Притворяется, что это дежурный вопрос, интерес из чистой вежливости, но я знаю, что это не так. Я знаю, ей хочется, чтобы отец загнулся. Чтобы приполз к ней просить прощения. Банальщина.
— Нормально, — я беру ещё одну резиновую мармеладку. — Девиц меняет. Последняя вот уже на месяц задержалась.
И зачем я всё это матери рассказываю? Побесить, наверное.
— Погряз в распутстве, — хмыкает мать.
Кто ещё из вас хуже.
— А Сергей где? — спрашиваю.
Мать поворачивается ко мне.
— На работе. Ему, как твоему отцу, с неба не валится.
Она берёт чашку с таким же тупым рисунком, как у меня, и отпивает бурую воду. Чай почти безвкусный, на самом деле. Окрашенная вода.
— Учёба хорошо?
Хорошо. Долги сдал. От сессии до сессии живут студенты — нет, не весело. Но сойдёт.
— Пока не вылетел, — усмехаюсь я. — Держимся.
— Нечего тебе делать с этой девочкой, — говорит мать.
Если бы не эта девочка, я бы уже, наверное, за Гошей последовал. Хотя не стоите вы того, чтобы из-за вас летать. Славка — единственная, кто держит меня на плаву, но заставить отпустить случившееся пока не может.
— Почему же?
— Тебе нужна нормальная компания. Общение. Друзья, — материн голос дрожит.
— У меня это было. Если не друзья, то уважение одногруппников.
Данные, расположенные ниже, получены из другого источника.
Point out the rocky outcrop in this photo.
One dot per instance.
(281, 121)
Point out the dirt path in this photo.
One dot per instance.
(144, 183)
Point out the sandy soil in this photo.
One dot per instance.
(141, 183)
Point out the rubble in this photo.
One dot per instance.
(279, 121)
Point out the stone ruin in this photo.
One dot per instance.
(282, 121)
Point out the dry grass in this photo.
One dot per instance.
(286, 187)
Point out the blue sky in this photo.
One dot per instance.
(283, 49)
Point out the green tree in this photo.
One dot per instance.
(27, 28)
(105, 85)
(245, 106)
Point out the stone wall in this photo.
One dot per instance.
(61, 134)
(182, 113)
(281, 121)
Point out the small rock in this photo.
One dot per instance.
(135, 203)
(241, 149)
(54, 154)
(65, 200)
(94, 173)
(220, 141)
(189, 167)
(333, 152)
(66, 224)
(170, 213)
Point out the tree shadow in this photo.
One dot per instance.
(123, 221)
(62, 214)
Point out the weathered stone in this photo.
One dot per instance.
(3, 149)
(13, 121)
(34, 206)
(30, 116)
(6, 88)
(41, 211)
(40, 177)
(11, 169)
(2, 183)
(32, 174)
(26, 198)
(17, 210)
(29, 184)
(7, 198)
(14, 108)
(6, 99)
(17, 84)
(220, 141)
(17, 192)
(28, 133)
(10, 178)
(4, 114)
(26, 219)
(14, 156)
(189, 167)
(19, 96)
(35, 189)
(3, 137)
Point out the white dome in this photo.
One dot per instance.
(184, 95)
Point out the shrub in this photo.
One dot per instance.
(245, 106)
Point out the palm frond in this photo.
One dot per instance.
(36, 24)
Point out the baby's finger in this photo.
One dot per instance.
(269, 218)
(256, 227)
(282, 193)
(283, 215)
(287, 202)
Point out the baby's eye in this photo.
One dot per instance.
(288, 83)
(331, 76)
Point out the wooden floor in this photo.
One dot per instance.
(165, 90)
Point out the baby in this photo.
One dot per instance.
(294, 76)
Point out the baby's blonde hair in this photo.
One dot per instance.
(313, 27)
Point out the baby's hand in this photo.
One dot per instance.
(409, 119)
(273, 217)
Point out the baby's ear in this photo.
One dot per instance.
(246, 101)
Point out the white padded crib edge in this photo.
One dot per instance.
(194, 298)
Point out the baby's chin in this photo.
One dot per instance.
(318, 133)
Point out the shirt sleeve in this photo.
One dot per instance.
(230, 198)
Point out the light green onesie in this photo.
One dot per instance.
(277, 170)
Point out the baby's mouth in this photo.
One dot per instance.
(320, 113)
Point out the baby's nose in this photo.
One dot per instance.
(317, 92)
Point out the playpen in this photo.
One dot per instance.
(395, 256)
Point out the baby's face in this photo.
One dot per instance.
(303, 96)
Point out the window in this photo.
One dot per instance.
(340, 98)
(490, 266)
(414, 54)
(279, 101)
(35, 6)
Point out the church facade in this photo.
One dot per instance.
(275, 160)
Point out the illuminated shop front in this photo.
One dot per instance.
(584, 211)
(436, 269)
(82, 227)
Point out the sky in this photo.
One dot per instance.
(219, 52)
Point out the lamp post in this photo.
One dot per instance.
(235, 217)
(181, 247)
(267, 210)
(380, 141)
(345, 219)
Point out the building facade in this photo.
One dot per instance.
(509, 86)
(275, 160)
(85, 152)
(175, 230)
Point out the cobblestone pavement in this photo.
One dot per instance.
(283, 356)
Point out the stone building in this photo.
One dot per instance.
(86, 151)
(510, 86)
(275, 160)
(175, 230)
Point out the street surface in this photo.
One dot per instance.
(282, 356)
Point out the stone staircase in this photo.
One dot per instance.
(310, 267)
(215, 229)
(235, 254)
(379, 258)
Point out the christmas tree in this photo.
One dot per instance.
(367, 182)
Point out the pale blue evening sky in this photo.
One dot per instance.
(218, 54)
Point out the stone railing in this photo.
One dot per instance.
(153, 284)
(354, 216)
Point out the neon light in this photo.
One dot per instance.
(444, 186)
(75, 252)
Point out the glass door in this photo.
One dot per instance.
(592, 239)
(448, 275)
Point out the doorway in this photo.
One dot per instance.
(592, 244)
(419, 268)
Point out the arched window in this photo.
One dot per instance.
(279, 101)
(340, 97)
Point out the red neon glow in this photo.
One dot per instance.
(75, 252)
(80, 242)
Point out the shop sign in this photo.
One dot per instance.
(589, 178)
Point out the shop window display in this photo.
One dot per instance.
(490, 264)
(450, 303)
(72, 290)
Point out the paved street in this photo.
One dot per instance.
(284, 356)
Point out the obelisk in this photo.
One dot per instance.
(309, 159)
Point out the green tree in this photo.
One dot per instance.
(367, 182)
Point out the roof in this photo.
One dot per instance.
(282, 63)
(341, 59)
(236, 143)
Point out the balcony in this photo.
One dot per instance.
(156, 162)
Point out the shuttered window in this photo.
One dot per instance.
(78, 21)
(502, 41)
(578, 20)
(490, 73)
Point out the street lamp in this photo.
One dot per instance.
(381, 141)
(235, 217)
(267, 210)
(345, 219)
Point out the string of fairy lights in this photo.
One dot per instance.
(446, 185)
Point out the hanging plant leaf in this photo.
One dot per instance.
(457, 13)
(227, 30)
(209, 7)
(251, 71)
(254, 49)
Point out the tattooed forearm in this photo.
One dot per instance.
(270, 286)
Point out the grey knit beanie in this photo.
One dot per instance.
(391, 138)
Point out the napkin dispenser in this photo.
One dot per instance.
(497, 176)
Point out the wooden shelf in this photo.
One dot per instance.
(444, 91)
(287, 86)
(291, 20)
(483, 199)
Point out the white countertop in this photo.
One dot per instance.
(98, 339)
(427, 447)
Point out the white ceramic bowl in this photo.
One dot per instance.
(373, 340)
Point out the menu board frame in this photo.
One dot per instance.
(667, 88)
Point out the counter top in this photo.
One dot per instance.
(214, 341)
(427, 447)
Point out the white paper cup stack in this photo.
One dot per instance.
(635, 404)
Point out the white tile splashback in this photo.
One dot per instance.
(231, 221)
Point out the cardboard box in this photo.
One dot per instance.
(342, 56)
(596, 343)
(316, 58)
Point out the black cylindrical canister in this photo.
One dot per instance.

А потом Гоша прыгнул, я скатился...
— Не смей его обвинять! — начинается истерика.
Моя любимая часть каждого нашего разговора.
— Ты не можешь знать, что он пережил...
— Какая разница, если он всех нас лишил жизни своим поступком?
Мать хватается за голову. Её плечи вздрагивают. Конечно, Гоша был её любимым сыном, а я родился непонятно зачем. Никчемный придаток. А теперь ещё и смею в чём-то Гошу обвинять.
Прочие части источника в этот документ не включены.